Return of Montreal Expos' Baseball at Forefront in Toronto Blue Jays' Game

By Mike Holian
Toronto Blue Jays, Montreal Expos, New York Mets
Getty Images

It wasn’t the 1994 season brought back to life to find its rightful conclusion, but it was a step in the right direction for a possible MLB team to call the city of Montreal home once again.

On Friday night, the Toronto Blue Jays faced off against a fitting opponent for the occasion, former Montreal ExposNL East rival, the New York Mets. Not to mention the honoring and remembering of the late-great former catcher Gary Carter beforehand, one who owns legendary status from the folklore of each club.

When you mixed in the salute to three former greats: franchise win-leader Steve Rogers, Tim “Rock” Raines (who still sits fifth all time in Stolen Bases), along with nine-year veteran of the Expos, Warren Cromartie, who now heads the movement of bringing baseball back to Montreal, and you had the makings of a monumental event.
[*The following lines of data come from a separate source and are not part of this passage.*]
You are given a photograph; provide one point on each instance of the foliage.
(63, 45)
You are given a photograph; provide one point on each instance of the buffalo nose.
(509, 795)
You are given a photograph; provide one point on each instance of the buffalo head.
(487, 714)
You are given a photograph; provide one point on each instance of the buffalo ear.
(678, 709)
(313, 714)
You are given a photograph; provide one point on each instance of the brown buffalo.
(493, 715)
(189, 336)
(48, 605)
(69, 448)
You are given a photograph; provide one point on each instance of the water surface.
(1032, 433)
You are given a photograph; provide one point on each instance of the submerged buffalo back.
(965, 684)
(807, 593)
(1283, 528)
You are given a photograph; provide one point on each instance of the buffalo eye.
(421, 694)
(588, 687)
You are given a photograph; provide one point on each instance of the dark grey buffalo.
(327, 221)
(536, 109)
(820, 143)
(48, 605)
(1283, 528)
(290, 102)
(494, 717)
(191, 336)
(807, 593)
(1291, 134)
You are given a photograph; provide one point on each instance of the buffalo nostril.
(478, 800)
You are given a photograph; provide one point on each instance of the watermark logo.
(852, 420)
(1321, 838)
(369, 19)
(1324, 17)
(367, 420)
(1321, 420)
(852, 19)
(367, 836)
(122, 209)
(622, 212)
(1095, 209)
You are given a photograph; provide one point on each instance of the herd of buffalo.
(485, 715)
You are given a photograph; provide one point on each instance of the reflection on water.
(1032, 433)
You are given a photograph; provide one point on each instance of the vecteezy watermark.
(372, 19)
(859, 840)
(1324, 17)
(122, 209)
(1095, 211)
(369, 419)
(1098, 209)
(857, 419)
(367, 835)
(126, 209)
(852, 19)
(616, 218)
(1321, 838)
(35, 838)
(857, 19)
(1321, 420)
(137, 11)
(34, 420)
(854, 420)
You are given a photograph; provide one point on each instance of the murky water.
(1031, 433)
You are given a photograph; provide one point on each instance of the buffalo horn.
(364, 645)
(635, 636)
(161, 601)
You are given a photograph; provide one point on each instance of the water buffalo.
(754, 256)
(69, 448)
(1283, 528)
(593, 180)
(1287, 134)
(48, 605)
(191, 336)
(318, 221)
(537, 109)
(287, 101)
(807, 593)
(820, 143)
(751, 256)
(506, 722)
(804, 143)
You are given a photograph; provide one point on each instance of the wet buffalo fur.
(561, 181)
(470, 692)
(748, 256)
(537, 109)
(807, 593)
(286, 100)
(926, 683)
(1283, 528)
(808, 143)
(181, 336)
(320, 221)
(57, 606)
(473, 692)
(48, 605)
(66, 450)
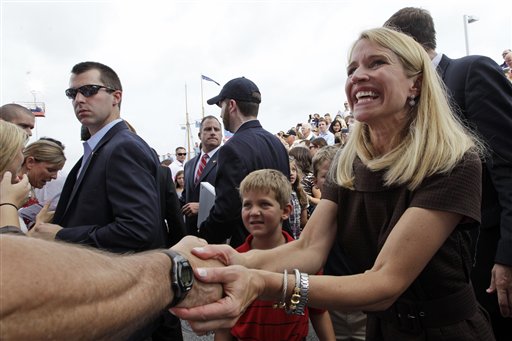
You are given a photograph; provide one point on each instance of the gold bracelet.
(9, 204)
(282, 303)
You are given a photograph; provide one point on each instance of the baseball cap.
(290, 132)
(240, 89)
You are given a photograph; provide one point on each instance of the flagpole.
(187, 124)
(202, 100)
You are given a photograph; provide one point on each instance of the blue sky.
(295, 51)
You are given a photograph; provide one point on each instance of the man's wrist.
(181, 276)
Side note: Do the Baseball Writers’ Association of America realize they are portrayed as a comedy-act to the masses? Inquiring minds would like to know.
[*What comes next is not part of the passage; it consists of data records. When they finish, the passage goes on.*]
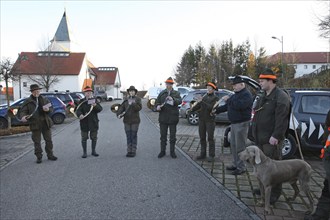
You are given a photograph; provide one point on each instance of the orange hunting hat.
(212, 84)
(169, 80)
(268, 74)
(88, 89)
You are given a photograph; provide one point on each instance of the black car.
(309, 108)
(76, 96)
(192, 117)
(63, 96)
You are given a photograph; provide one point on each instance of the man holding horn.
(167, 105)
(87, 111)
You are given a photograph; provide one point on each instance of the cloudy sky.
(146, 39)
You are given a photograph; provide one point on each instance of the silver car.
(193, 116)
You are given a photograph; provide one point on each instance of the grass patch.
(14, 130)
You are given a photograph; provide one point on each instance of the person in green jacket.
(271, 121)
(130, 109)
(87, 111)
(206, 124)
(167, 105)
(35, 110)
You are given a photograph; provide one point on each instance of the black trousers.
(163, 135)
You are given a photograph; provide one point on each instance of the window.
(315, 104)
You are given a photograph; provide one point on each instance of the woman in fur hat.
(130, 109)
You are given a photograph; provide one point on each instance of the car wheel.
(226, 139)
(58, 118)
(193, 118)
(289, 147)
(98, 99)
(3, 123)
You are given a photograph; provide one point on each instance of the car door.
(311, 116)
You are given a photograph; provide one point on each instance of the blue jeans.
(131, 135)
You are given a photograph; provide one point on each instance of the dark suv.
(192, 117)
(309, 108)
(63, 96)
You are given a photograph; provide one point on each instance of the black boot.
(84, 145)
(162, 151)
(93, 149)
(172, 150)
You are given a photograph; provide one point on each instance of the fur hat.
(212, 84)
(268, 74)
(34, 87)
(132, 88)
(169, 80)
(87, 89)
(237, 79)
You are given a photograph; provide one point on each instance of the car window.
(315, 104)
Now, what is it going to take to actually witness an Expos’ reincarnation?

Well, for starters, a new stadium needs to be built, a downtown-core construction to allow business to truly flourish. However, Friday night’s game showcased that Olympic Stadium could very well serve as home field for a short two-year stint while new digs are accomplished. The city also requires a steady ownership group to step up (suits with deep pockets if you will) and embrace the local culture, as a Jeffrey Loria debacle part-two is forever unwelcome.

Lurking in the background is the conundrum of either MLB expansion taking place or an already existing franchise packing its bags. With baseball booming at optimum levels, expanding to Montreal is an option that can be explored.
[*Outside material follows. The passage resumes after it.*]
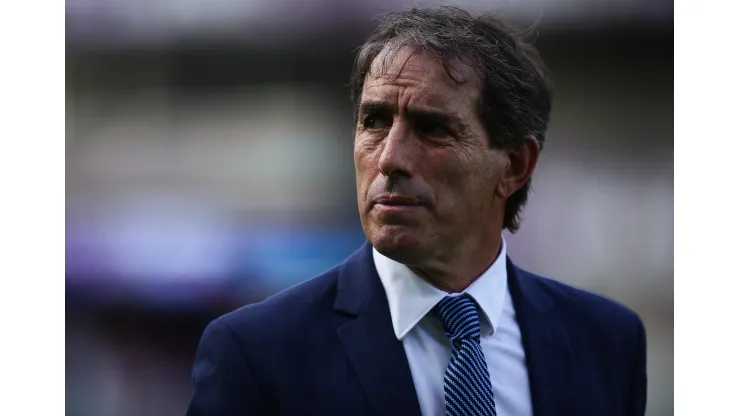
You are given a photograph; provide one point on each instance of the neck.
(456, 272)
No fanbase wants their beloved organization to skip town (the very basis of what this two-game series in Montreal represents), but the reality remains that the short list includes the likes of the Tampa Bay Rays and Oakland Athletics, both of whom are in need of a new stadium identity.

A few backdrop stories were on full display in this one as well, as Jose Bautista‘s “man on a mission” Spring Training continued, Brett Lawrie‘s gold-glove caliber defense at the hot corner was out in full force and the ghost of former Jays’ super-prospect, now the future behind the Mets’ dish, Travis d’Arnaud, providing New Yorkers a glimpse of what to expect this season.

However, with opening day madness soon to strike, the return of Montreal baseball will inevitably play the background in the minds of the mainstream, but the historic representation of this series is too rich for the Montreal movement not to gain momentum.

Both the first and last games ever played by the Expos’ franchise were on Shea Stadium soil in 1969 and 2004, respectively. It will only be a matter of time before a future reunion. Followed by a Canada Day matchup between the Blue Jays and Expos, say 2018?

Must-see TV moment: the Expos of 1994 will receive their well-deserved recognition in front of another 45,000 people in day two of this event, Saturday afternoon.

To the citizens of Montreal: Toronto has your back, baseball can and will succeed once again.